Thomas Williams, Baron Williams of Barnburgh, PC (18 March 1888 – 29 March 1967) was a British coal miner who became a Labour Party politician.[1]
Born in Blackwell, Derbyshire,[2] Williams grew up in Swinton in Yorkshire, and began work in 1899 in Kilnhurst colliery. He became involved in trade unionism and joined the Independent Labour Party, switching briefly to the British Socialist Party during World War I before joining the Labour Party. In 1918, he was elected as a Labour member of the Bolton-upon-Dearne Urban District Council.
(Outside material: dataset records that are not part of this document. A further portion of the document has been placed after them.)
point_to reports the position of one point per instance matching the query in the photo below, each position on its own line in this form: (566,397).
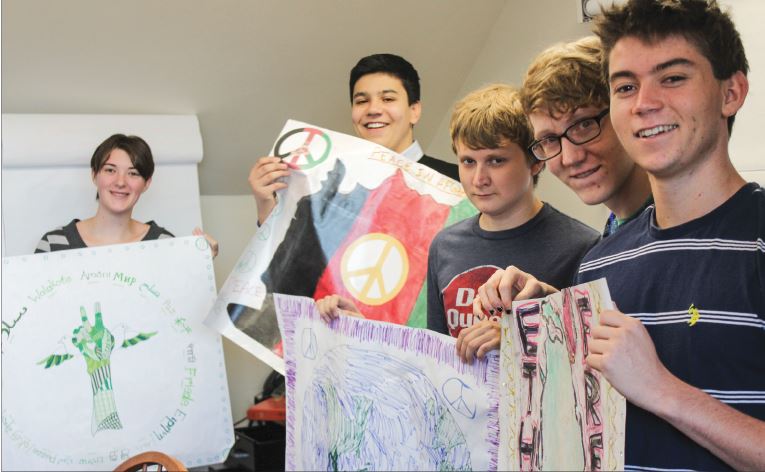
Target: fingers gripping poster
(366,395)
(105,355)
(356,219)
(557,413)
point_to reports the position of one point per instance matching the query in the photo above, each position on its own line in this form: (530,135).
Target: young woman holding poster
(121,169)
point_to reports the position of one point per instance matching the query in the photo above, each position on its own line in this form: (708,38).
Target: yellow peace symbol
(374,268)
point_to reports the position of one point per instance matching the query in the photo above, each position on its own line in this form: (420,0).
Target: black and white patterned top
(67,237)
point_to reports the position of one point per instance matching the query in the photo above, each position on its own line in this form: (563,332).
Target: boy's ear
(537,167)
(735,90)
(416,111)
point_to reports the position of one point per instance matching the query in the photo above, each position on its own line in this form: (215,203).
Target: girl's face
(119,184)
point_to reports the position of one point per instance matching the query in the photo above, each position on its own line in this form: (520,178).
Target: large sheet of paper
(557,413)
(356,219)
(105,355)
(368,395)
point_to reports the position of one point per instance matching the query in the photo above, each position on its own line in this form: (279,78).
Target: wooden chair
(144,460)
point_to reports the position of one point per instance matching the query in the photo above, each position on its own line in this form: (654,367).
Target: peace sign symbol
(301,155)
(374,268)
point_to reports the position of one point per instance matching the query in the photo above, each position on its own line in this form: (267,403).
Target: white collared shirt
(413,152)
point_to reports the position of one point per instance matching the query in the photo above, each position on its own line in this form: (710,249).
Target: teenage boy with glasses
(690,357)
(565,97)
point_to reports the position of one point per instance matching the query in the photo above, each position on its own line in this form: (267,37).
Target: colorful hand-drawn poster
(557,413)
(369,395)
(105,355)
(356,220)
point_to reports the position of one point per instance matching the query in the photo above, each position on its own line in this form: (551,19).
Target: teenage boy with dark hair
(385,106)
(690,359)
(490,136)
(565,96)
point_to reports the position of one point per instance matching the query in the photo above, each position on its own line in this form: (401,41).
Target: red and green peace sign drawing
(310,153)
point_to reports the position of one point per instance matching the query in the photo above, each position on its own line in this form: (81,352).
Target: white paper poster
(105,355)
(370,395)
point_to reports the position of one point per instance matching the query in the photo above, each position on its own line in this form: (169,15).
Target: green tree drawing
(96,343)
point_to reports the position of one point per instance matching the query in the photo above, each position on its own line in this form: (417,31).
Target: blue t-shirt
(699,289)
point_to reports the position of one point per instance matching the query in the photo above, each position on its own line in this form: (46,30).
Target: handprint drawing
(96,343)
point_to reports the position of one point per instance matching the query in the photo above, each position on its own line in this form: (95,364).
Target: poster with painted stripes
(556,413)
(105,355)
(356,219)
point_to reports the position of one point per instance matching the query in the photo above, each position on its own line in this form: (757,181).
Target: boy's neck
(693,194)
(511,219)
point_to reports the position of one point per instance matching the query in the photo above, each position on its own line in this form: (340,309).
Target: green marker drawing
(95,343)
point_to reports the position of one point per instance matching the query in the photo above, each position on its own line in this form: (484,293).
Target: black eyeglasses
(581,132)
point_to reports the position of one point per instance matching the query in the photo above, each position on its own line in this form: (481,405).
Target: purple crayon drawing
(365,394)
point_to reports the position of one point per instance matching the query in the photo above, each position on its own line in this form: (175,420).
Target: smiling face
(119,184)
(381,112)
(598,170)
(499,182)
(668,109)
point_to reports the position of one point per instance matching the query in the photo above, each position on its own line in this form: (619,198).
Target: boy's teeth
(645,133)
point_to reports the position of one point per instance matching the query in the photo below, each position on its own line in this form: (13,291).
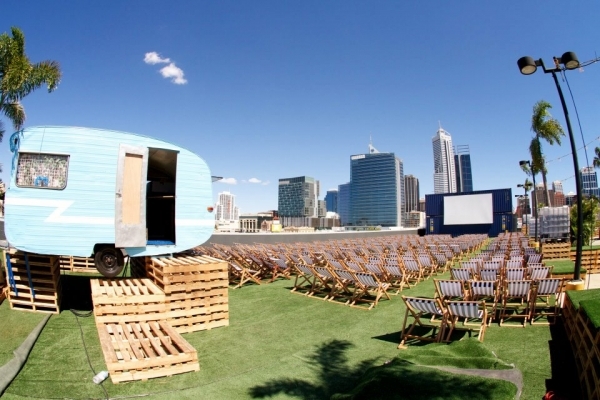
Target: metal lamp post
(528,66)
(525,162)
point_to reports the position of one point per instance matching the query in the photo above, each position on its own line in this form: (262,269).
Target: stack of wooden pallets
(136,341)
(195,287)
(33,282)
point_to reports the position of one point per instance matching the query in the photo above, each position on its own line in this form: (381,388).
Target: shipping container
(502,222)
(501,201)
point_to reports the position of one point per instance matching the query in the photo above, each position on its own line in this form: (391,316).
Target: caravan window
(48,171)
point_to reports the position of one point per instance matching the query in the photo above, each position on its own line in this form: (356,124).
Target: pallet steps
(144,350)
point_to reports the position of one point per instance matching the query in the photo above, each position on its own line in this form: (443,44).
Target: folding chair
(242,274)
(305,280)
(422,309)
(541,305)
(516,297)
(486,291)
(449,289)
(468,311)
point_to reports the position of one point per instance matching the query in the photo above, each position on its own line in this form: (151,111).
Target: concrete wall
(270,238)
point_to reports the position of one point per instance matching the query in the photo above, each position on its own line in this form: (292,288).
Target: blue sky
(265,90)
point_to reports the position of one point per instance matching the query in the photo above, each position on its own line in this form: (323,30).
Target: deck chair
(449,289)
(536,273)
(462,274)
(486,291)
(240,274)
(422,310)
(395,277)
(516,297)
(305,280)
(544,291)
(467,311)
(368,285)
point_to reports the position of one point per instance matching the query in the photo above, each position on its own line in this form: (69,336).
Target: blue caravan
(91,192)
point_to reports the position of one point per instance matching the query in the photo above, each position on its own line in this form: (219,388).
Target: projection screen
(468,209)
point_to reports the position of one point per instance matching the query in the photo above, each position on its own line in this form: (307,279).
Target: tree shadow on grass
(334,375)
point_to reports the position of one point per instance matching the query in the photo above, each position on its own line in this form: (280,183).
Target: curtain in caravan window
(47,171)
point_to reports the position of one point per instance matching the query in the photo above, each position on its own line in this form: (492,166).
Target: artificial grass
(400,379)
(14,328)
(589,301)
(278,344)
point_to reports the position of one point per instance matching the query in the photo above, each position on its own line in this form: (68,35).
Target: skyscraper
(376,189)
(298,197)
(411,193)
(444,177)
(226,209)
(331,200)
(344,203)
(462,165)
(589,182)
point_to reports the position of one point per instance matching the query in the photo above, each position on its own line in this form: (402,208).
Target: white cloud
(173,71)
(229,181)
(154,58)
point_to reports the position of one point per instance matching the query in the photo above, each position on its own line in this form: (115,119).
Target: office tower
(444,177)
(226,208)
(557,186)
(298,197)
(411,193)
(589,182)
(376,189)
(343,205)
(331,200)
(462,165)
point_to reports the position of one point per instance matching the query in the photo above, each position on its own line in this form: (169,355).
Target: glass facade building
(331,200)
(376,190)
(462,166)
(344,203)
(589,182)
(298,197)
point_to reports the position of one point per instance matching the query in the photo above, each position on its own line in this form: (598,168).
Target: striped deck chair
(449,289)
(413,270)
(489,274)
(368,288)
(546,300)
(395,277)
(539,272)
(306,280)
(423,310)
(516,301)
(240,274)
(486,291)
(462,274)
(467,311)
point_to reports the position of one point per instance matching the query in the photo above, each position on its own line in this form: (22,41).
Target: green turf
(589,301)
(400,379)
(15,326)
(278,345)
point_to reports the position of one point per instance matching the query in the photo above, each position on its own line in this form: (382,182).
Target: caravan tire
(109,261)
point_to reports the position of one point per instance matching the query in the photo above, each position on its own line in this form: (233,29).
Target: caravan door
(130,197)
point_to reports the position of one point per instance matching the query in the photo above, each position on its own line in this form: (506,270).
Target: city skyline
(296,88)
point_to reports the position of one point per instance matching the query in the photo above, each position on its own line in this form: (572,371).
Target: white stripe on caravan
(60,207)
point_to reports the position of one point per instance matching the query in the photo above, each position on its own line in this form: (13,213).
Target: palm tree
(19,77)
(549,129)
(596,161)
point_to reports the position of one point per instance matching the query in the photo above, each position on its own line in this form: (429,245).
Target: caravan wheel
(109,261)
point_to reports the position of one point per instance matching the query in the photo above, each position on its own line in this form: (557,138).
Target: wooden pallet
(36,290)
(78,264)
(127,300)
(144,350)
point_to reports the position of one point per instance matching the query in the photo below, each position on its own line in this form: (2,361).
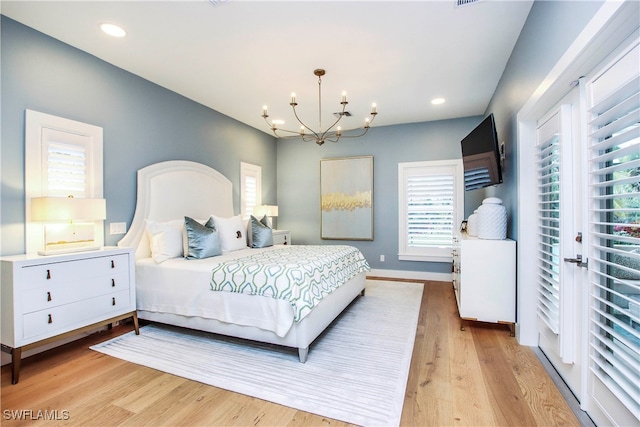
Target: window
(250,188)
(614,259)
(430,209)
(62,158)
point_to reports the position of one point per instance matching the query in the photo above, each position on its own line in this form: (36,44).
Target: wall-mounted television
(481,156)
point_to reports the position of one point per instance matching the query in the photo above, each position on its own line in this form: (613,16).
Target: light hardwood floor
(476,377)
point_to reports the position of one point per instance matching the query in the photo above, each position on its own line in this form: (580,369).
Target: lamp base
(68,250)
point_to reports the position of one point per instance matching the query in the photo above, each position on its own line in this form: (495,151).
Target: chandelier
(333,133)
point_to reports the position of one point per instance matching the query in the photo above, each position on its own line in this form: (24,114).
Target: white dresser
(281,237)
(45,298)
(484,280)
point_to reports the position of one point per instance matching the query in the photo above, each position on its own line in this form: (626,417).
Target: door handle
(578,261)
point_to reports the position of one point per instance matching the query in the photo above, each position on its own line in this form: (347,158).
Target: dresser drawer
(49,295)
(57,273)
(67,317)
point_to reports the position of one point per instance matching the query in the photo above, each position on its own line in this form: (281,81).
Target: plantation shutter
(250,188)
(251,194)
(430,207)
(66,163)
(430,210)
(548,164)
(614,201)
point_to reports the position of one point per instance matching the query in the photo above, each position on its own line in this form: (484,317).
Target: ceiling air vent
(466,2)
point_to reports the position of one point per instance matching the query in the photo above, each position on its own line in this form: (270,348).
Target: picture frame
(346,198)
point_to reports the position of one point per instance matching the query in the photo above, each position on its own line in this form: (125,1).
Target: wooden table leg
(16,358)
(136,324)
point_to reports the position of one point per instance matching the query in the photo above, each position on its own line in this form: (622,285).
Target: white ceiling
(236,56)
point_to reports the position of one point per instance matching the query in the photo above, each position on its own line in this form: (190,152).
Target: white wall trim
(416,275)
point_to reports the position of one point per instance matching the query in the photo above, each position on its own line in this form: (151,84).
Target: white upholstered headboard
(172,190)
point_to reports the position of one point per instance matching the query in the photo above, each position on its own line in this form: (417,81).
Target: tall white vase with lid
(492,219)
(472,224)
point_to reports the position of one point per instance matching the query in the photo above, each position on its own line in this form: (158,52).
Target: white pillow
(233,232)
(165,239)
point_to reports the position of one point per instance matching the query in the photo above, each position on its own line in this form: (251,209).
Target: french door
(613,123)
(588,239)
(559,238)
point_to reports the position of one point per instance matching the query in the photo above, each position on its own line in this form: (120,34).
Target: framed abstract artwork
(346,198)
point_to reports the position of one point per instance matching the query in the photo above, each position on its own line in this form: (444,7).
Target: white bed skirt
(301,334)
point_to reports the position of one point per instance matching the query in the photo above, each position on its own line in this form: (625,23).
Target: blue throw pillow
(261,233)
(203,241)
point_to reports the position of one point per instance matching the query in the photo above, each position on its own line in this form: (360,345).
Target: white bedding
(176,284)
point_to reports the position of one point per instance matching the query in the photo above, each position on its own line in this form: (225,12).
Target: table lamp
(58,213)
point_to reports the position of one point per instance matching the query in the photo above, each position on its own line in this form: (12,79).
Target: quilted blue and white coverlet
(300,274)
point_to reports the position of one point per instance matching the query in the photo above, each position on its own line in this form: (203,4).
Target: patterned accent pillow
(261,234)
(203,241)
(232,233)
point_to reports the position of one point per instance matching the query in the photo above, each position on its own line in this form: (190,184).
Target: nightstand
(46,298)
(281,237)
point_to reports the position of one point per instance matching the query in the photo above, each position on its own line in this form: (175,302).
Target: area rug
(356,371)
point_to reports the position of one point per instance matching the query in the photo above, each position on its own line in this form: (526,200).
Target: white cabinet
(484,280)
(281,237)
(47,297)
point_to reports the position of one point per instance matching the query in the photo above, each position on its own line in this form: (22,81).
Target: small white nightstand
(45,298)
(281,237)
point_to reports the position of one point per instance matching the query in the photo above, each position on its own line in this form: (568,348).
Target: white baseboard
(417,275)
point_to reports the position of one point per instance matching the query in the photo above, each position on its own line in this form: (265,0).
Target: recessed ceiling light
(113,30)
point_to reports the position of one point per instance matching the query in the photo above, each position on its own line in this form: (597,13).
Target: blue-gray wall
(550,29)
(142,123)
(299,179)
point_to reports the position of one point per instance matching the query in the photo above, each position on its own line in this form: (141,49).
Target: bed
(179,291)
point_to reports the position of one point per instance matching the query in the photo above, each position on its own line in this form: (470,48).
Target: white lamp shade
(67,209)
(268,210)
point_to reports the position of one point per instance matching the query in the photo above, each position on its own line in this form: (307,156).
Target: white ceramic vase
(472,224)
(492,219)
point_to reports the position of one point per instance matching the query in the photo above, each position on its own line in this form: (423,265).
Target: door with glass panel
(560,266)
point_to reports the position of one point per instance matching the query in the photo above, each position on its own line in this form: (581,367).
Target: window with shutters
(549,231)
(614,208)
(250,188)
(430,209)
(62,158)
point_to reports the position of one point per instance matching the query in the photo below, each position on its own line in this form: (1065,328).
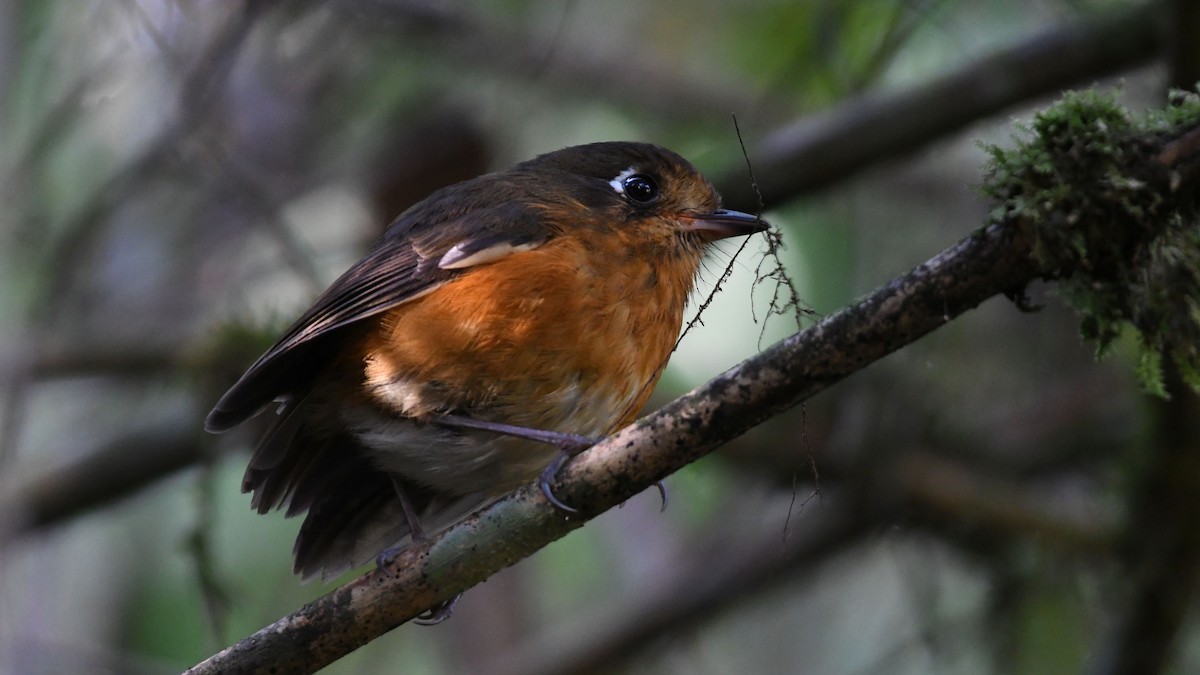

He was elected at the 1922 general election as the Member of Parliament (MP) for Don Valley,[3] and held the seat until he stepped down at the 1959 general election.[4]
In the First Labour Government, from January to October 1924, Williams was Parliamentary Private Secretary (PPS) to Noel Buxton, the Minister of Agriculture. In the Second Labour Government from 1929 to 1931, he was PPS to the Minister of Labour, Margaret Bondfield.
Williams first held ministerial office in Winston Churchill's wartime Coalition Government, when he was Parliamentary Secretary to the Ministry of Agriculture and Fisheries from 1940 to 1945, serving under the Conservative minister Robert Hudson. He was made a Privy Counsellor in August 1941.[5] In Clement Attlee's post-war Labour government, he was Minister of Agriculture, Fisheries and Food from 1945 to 1951, most notably steering the Agriculture Act 1947 through the House of Commons.[6] After Labour lost the 1951 general election he was the opposition spokesperson on Agriculture until 1959.
After his retirement from the House of Commons in 1959, he was created a life peer on 2 February 1961 taking the title Baron Williams of Barnburgh, of Barnburgh in the West Riding of the County of York.
His autobiography, in which he gives an account of his life since childhood, was published in 1965 with a foreword by Clement Attlee.[7]